To prevent the issue from recurring, inspect the application code and ensure that all the transactions are either committed or rolled back, including the transactions in exception handling. Additionally, all manually run transactions must be committed or rolled back as well.

A common cause of this error is if the transaction is executed as part of a stored procedure, but exception handling causes the final commit to get skipped. To prevent this issue, add rollbacks for the transaction in the exception handling section of the stored procedure.

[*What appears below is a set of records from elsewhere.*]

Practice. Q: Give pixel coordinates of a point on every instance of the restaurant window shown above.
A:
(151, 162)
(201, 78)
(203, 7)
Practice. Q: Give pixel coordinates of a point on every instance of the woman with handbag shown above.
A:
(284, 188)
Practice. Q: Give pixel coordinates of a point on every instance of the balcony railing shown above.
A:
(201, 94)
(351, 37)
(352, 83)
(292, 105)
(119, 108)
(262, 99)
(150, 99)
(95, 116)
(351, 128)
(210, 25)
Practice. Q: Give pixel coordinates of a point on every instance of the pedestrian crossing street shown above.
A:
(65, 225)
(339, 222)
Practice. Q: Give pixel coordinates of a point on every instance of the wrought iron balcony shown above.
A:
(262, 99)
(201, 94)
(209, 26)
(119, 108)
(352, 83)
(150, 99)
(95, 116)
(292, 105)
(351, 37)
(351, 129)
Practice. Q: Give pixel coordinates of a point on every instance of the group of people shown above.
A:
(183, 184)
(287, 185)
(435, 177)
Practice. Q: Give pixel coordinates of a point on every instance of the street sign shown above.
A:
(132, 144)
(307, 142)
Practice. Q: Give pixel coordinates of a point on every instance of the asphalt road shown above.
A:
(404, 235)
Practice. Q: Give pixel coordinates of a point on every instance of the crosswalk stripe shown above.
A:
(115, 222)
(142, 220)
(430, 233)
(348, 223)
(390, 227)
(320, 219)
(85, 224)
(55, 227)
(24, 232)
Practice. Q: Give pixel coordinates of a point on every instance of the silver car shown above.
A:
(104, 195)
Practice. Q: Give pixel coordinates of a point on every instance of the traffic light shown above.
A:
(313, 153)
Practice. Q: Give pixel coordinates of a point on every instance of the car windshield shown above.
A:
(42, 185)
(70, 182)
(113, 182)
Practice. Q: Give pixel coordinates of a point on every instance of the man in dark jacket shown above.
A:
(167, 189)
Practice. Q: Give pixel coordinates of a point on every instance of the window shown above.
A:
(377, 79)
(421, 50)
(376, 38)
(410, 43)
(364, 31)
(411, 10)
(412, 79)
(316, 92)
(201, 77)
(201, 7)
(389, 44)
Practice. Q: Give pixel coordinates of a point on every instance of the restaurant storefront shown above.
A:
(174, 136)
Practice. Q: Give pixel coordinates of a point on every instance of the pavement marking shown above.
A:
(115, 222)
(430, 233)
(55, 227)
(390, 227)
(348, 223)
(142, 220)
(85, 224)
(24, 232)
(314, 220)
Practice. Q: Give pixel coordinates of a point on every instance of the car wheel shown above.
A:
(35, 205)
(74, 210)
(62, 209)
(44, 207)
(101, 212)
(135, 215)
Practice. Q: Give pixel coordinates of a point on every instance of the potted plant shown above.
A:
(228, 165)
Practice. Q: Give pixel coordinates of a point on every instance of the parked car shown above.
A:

For more information, see Transactions in Stored Procedures.

The impact of this error can be mitigated by setting a session timeout for the client, in order to automatically kill the idle transactions. When a client ends a session, the database rolls back the uncommitted transactions and closes the connection on its end. If the session timeout value is set lower than the lock wait timeout (default 60 seconds), then idle connections will not cause lock wait timeouts to be breached.

Note: Setting a query timeout in Resource Governance will not affect idle transactions. The query timeout limit only applies to executing queries.